14 gennaio 2010_
Un frate cappuccino che si trovava in loco, Demetrio De la Cruz Jiménez, Viceprovinciale dei Missionari Cappuccini di Haiti e Santo Domingo, ha parlato all’agenzia missionaria ‘Misna’
 
"È stata una scossa fortissima e lunga almeno 30-40 secondi; noi ci siamo buttati tutti sul pavimento. Quando la scossa è finita ci sono stati un paio di secondi di silenzio assoluto, poi si sono sentite da fuori le urla della gente, altissime che provenivano da tutte le direzioni.

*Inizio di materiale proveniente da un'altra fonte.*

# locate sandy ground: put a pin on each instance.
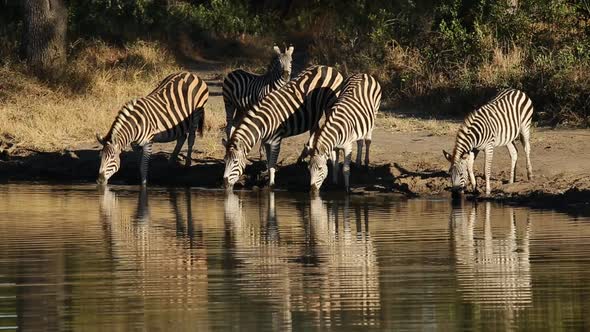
(407, 163)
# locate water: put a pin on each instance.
(76, 258)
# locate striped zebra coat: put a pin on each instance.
(241, 89)
(174, 110)
(350, 119)
(292, 110)
(500, 122)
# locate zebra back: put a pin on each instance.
(293, 109)
(243, 89)
(169, 111)
(351, 117)
(498, 122)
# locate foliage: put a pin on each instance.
(446, 55)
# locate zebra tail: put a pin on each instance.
(201, 123)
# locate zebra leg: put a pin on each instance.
(513, 158)
(263, 153)
(146, 151)
(359, 151)
(230, 111)
(335, 165)
(176, 151)
(488, 167)
(274, 149)
(368, 146)
(525, 140)
(189, 150)
(346, 167)
(470, 161)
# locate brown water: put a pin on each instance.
(76, 258)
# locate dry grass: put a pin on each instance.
(505, 66)
(65, 111)
(410, 124)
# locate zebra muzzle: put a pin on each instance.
(228, 186)
(101, 179)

Sembrava la fine del mondo": così frate Demetrio De la Cruz Jiménez, viceprovinciale dei missionari cappuccini di Haiti e Santo Domingo, racconta alla MISNA il terremoto del 12 Gennaio, quando lui stesso era a Port au Prince, nella sede della Conferenza episcopale haitiana situata nel centro della capitale.
"Eravamo un centinaio di religiosi haitiani e di altri paesi caraibici riuniti per
un’assemblea della sezione caraibica della Clar (Conferenza dei religiosi dell’America Latina, ndr)" racconta il missionario contattato a Santo Domingo dove è rientrato ieri dopo aver trascorso le prime 24 ore del dopo sisma a Port au Prince.
Dopo la scossa tutti i religiosi e il personale hanno lasciato l’edificio che mostrava grosse crepe ma non ha subito crolli, ha raccontato ancora fra’ De la Cruz. "Abbiamo visto cominciare ad affluire decine di feriti: venivano alla sede della conferenza episcopale perché in una delle stanze dell’edificio le suore gestiscono un dispensario medico. Li abbiamo sistemati come potevano nel cortile della casa e abbiamo cominciato a curarli, mentre i religiosi haitiani sono corsi a raggiungere i loro familiari e confratelli che non erano riusciti a contattare con il telefonino" dice ancora fra De la Cruz.
 Il missionario racconta che le suore sono riuscite a rintracciare un medico cileno e due dottoresse volontarie, una delle quali arrivata solo domenica dalla Svizzera, ed hanno cominciato a curare i feriti. "La maggioranza aveva ferite alla testa, al volto e agli arti – continua il frate – e quelli più gravi sono stati portati all’ospedale con le auto dei religiosi. Erano le sei o le sette di sera, ma dopo neanche un’ora sono tornati tutti indietro perché all’ospedale non c’era posto e non li potevano curare, così abbiamo continuato ad assisterli come potevamo per tutta la notte".
Il missionario cappuccino dice che i feriti raccolti nel cortile saranno stati una sessantina o anche di più. "La città è una distesa di detriti, non c’è un quartiere di quelli che ho attraversato che sia stato risparmiato" ha detto ancora il missionario parlando con la MISNA,ritornando con la mente al paesaggio visto mentre ieri mattina si dirigeva verso Santo Domingo per la strada che porta a Croix-des-Bouquets e più oltre Fond-parisien, due sobborghi della capitale, ad est dal centro, anch’essi duramente colpiti.
"Le pareti di gran parte delle abitazioni sono tutte crollate e quelle che sono riamaste in piedi sono danneggiate" prosegue, spiegando di aver percorso quella strada in macchina. Fuori dalla città fra’ De la Cruz e i suoi accompagnatori hanno trovato un taxi che li ha portati alla frontiera , dove in autobus sono rientrati a Santo Domingo.